1985 short story collection by William Kotzwinkle

Jewel of the Moon (1985) is a collection of short stories by American author William Kotzwinkle. The beautiful and erotic title piece concerns a couple who observe 13 months of subtle sexual foreplay leading up to the inevitable moment of cosmic release. A number of the short stories collected in the volume had been first published in Omni and Penthouse magazines.

==Reception==
Carolyn See of The Los Angeles Times noted that "these stories are so varied in tone that if you like some, you probably won't be able to stomach the others: the volume is a mixed review." In the St.

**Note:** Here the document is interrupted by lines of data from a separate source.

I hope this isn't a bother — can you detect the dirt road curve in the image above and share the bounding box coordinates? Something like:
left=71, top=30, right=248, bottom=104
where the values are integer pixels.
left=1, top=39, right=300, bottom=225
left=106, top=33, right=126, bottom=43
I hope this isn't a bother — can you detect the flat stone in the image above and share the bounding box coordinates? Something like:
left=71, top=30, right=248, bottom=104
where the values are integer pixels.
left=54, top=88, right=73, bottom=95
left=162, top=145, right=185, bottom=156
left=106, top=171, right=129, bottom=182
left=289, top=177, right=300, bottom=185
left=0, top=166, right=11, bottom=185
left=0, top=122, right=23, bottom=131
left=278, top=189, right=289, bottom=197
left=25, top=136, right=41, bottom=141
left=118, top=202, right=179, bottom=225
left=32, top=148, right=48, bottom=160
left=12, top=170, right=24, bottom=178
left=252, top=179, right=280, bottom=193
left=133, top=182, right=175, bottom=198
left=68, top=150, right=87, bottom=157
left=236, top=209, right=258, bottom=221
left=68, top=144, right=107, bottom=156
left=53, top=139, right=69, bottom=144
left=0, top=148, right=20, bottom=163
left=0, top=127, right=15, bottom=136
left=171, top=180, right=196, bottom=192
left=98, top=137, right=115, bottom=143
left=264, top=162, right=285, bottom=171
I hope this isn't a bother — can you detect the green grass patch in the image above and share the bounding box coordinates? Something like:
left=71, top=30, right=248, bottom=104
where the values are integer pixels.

Petersburg Times William Mingin wrote, "[Kotzwinkle] writes colorfully, with a good eye for detail ... and the easy flow of someone with a natural talent for words. He is often funny, and it is easy to smile at his cheery, if sometimes adolescent, eroticism. But while nothing here is ill-written per se, nothing is memorable, either. The reader looking for more than having his chin chucked by the author will eventually become cranky. Kotzwinkle is good enough to tease, but he almost never delivers." James E. Alexander of The Pittsburgh Post-Gazette remarked, "In these short stories ... the author stretches the surreal limits of the imagination into worlds enchanted and bizarre, beautiful and insane. Yet the reader isn't put off by this, rather he rides along, knowing the roller coaster is going to fling him down and up, tingling his risibilities one moment, churning his stomach the next."